Technological changes that have improved optics that are used with laparoscopic equipment are a key change, Lichtor explains. Surgeons will be able to perform more complicated procedures that previously have meant inpatient stays, he adds. (For more on emerging technology, see Same-Day Surgery, March 2001.)
Anesthesia also will play a big part in the ability to move procedures into same-day surgery, explains Lichtor. "There are three key reasons patients stay in a hospital after surgery: pain, postoperative nausea, and vomiting, and slow return of normal body functions," he says. The options for pain management now include sending patients home with catheters and pain medication, Lichtor says. (For more information about post-surgical pain control, see Same-Day Surgery, February 2001.) "There is also greater use of epidural and regional blocks that provide longer-lasting pain control," he adds.
Technology and improved pain control have increased the number of orthopedic procedures handled by same-day surgery within the Henry Ford Health System in West Bloomfield, MI, says MaryAnn Edwards, RN, MSA, supervisor of ambulatory surgery at Henry Ford Health System. Another factor that will contribute to the increase of same-day orthopedic procedures is 23-hour stay units, adds Edwards. "A 23-hour unit greatly expands the range of cases in most specialties you can schedule for ambulatory surgery," she says. (For more about 23-hour stay units, see Same-Day Surgery, August 2000.)
The most common reasons for an unanticipated inpatient stay are postoperative nausea and vomiting (PONV), pain, and slow return of normal body functions, says Lichtor. PONV is related to a number of factors including the procedure itself and drugs, Lichtor points out. There is a growing awareness of the value of antiemetics in the recovery room for patients who may be at high risk for PONV, and there are great advancements in antiemetic and pain control delivery systems such as patches, he adds. (For more on handling PONV, see Same-Day Surgery, July 2000.)
Enabling the body to return to normal function also has improved with the use of fast-acting anesthetics and epidural anesthesia that don’t prevent the bowel and kidneys from functioning soon after surgery, Lichtor explains. "Five years ago, we administered general anesthesia for abdominal surgery, but now we use a combination of regional anesthesia and newer anesthetics. This technique works well and allows the body to recover more quickly," he adds.

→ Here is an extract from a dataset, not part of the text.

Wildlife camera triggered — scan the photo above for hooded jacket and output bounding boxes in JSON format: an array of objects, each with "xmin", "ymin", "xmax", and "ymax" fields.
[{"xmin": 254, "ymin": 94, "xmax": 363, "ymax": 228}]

Lichtor explains the movement of procedures out of the hospital doesn’t just mean movement to same-day surgery programs or centers. "More procedures can safely be done in an office setting if the surgeon has the proper equipment," he says.
While the cost of laparoscopic, anesthesia, and radiological equipment needed for more complex procedures may be cost-prohibitive for individual physicians, groups of physicians may see the value of purchasing the equipment together, he says. "In this situation, surgeons may perform the procedure in their office, then send the patient to a recovery center that operates like a hotel," he adds.